It seems the proposal to legally define personal financial advice as either complex or simple is not really that …simple.

Last week’s poll sought your views on whether personal financial advice can be defined as either simple or complex, asking whether the relative complexity of the advice provided should inform the level of the qualifications the adviser needs, and the type of compliance which must be observed?

And advisers were divided in their opinion. Just over half (54 percent) supported the call to redefine personal financial advice based on the level of complexity.

However, one third (33 percent) didn’t support the call while another 13 percent were unsure, indicating that 46 percent were not in favour of the idea.

The call arose from a report by Rice Warner, commissioned by the FSC, which addressed whether personal financial advice could be re-defined as part of a broader agenda to open access to more affordable financial advice for more Australians (see: Launch of Radical Plan to Revamp Financial Advice).

…forced studies for risk specialists on topics they will never advise on…

The poll also garnered vigorous discussion from advisers with one noting: ”Isn’t the purpose of developing a definition of “simple advice” to lower the regulatory burden on advisers and allow for advice of lower level of information? My question is why would someone choose this lower level of information over what they could learn from a website?”

Another wrote: “The advised retail life insurance industry is in rapid decline due to the regulators and legal/compliance teams inability to separate insurance advice from investment advice, which has led to the ridiculous position of forced studies for risk specialists on topics they will never advise on.”

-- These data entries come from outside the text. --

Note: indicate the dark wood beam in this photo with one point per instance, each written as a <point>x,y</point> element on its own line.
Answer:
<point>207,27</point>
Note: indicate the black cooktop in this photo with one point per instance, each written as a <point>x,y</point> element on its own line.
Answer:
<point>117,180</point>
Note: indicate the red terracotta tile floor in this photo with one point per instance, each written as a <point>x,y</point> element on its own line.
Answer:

The same commentator noted: “… a stubborn insistence on forcing advisers to do more compliance on simple advice, has led to the current position whereby now most Australians cannot afford advice. Thousands of very good advisers have left the industry, with thousands more to go, for NIL benefit to anyone.”

Our poll is open for another week and we’d be interested to hear your views…



3 COMMENTS

  1. Like everything in life, the devil is in the detail.

    If the simple advice model is to be designed by the same people who brought the current unworkable maze that is killing the advised Life Insurance Industry, then it will be just more unworkable complexity.

    The comment that people could just go to a website if there was lower levels of advice, forgets that people want to talk to a real person and the lower level of advice is a way for Advisers to actually survive what is currently an unworkable administrative and compliance nightmare.

    The reality is, that any move to a simpler model, will be better than what we currently have and I wonder who would possibly have voted against simplification?

    • Because this is how Royal Commissions begin. It’s the fast food of life insurance.

      And advisers are prime targets for technological disruption. Making the task simpler means it is easier for a computer to do as good/better job than an adviser.

      I don’t know how you could think this is a good thing for consumers or advisers.